La premier interviene all’Assemblea di Confindustria all’Auditorium Parco della Musica di Roma, subito dopo il discorso introduttivo del presidente dell’associazione industriali Emanuele Orsini, e al cospetto, tra gli altri, della segretaria del Pd Elly Schlein. Dei vicepremier Antonio Tajani e Matteo Salvini, dei presidenti di Camera e Senato Fontana e La Russa, presenti in platea. E l’asse si sposta su un altro campo di battaglia: quello più ostinatamente interno. Ed è dal palco capitolino dell’Auditorium che ospita Confindustria, e dal terreno di scontro sulla Manovra, che si consuma l’ultimo atto della immaginaria sfida.
«Dobbiamo essere insieme soddisfatti per i risultati che abbiamo raggiunto considerando il contesto in cui abbiamo operato in questi due anni.
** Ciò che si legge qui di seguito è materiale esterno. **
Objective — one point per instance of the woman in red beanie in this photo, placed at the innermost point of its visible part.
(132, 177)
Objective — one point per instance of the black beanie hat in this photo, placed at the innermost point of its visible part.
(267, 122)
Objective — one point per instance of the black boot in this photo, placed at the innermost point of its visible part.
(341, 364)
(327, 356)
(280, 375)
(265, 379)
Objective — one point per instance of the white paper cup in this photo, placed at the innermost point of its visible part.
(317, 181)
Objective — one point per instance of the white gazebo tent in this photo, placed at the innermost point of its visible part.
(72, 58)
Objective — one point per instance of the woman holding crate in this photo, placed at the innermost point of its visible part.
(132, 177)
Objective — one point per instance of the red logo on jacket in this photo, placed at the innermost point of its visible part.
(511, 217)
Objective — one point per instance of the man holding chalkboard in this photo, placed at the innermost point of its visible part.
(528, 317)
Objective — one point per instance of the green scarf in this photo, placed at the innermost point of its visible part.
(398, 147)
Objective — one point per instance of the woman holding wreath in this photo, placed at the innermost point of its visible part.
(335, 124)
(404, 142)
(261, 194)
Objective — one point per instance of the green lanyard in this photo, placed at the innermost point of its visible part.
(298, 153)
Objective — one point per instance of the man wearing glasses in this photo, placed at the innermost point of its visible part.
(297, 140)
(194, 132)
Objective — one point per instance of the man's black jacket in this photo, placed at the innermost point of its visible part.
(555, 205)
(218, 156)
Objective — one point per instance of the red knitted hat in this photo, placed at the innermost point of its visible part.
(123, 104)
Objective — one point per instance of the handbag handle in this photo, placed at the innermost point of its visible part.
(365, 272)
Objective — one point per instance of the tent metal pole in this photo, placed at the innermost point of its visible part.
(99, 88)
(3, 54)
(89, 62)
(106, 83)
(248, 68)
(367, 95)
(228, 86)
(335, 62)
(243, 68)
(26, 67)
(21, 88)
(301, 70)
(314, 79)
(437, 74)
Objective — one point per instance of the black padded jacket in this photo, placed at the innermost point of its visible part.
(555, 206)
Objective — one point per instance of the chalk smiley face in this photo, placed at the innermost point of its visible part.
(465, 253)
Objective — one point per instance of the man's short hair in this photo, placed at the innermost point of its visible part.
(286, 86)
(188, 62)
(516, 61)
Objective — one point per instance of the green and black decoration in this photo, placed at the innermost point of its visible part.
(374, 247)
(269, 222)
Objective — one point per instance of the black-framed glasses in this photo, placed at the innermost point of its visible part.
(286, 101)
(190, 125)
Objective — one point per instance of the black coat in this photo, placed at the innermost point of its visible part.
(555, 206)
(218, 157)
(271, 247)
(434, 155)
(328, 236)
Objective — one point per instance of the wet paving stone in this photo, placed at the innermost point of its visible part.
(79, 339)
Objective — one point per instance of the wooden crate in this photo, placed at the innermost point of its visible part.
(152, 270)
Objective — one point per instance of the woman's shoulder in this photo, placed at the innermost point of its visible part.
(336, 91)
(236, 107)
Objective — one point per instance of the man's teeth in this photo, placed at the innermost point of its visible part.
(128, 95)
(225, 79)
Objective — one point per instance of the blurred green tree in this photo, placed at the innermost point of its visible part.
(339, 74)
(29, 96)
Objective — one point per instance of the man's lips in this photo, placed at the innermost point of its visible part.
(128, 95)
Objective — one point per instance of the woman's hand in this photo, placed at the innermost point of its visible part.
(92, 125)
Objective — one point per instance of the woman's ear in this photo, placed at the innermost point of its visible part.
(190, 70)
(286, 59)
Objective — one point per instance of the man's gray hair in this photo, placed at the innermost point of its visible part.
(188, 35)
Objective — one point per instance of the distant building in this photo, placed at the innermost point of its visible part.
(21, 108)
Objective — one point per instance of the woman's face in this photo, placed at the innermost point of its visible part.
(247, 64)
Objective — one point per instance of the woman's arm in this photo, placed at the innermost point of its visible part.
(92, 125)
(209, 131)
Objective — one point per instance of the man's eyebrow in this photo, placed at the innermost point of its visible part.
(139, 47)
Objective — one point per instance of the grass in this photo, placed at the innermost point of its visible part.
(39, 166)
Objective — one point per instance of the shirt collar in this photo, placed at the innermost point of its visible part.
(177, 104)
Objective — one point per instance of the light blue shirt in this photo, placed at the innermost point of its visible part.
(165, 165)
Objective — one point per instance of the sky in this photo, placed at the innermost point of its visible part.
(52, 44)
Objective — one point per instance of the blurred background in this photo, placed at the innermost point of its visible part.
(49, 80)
Un quadro che avrebbe fatto tremare i polsi a chiunque, e che qualcuno aveva sperato potesse contribuire a un repentino fallimento dell’attuale governo», sottolinea con legittima soddisfazione la premier, con la Schlein in platea.
«Le cose sono andate diversamente: l’Italia supera le difficoltà meglio di altre nazioni europee, il merito è delle imprese e dei loro lavoratori – rivendica Meloni con orgoglio –. Non è lo Stato che crea ricchezza, che invece deve fare la sua parte». Ne consegue, il riconoscimento istituzionale alla «capacità del nostro tessuto industriale, spesso sottovalutata», che offre a Meloni la possibilità di sottolineare ironicamente – ma neanche poi troppo –: «Fatemi dire da chi è abituato a essere sottovalutato, che arriva nella storia di tutti il momento in cui non conta più quello che si presuppone. Conta il valore che le persone hanno e quello che è, non quello che si vorrebbe».
E allora, sorvoleremo in questa sede, perché già lo abbiamo fatto in altri contenuti, sull’aumento della produttività. Sul boom dell’«emissione del nuovo BTp a 30 anni alla quale hanno partecipato oltre 400 investitori per una domanda complessiva che ha superato i 130 miliardi di euro a fronte degli 8 miliardi che offriva il Tesoro. Il valore della fiducia che viene riposta nell’Italia – osserva Meloni –. E un valore record che non si era mai registrato prima. Il ritrovato appeal dei titoli pubblici è uno dei dati che mi piace di più».
Fino alle spiegazioni su «una manovra di buon senso» che lo stesso presidente di Confindustria Orsini ha elogiato, e per cui ha ringraziato il governo. Passando per il rilancio delle riforme – «faremo quel che va fatto, nonostante molte opposizioni», e poi «decideranno gli italiani», ha sottolineato la premier all’Auditorium – perché gli obiettivi, e i traguardi, sono a portata a mano.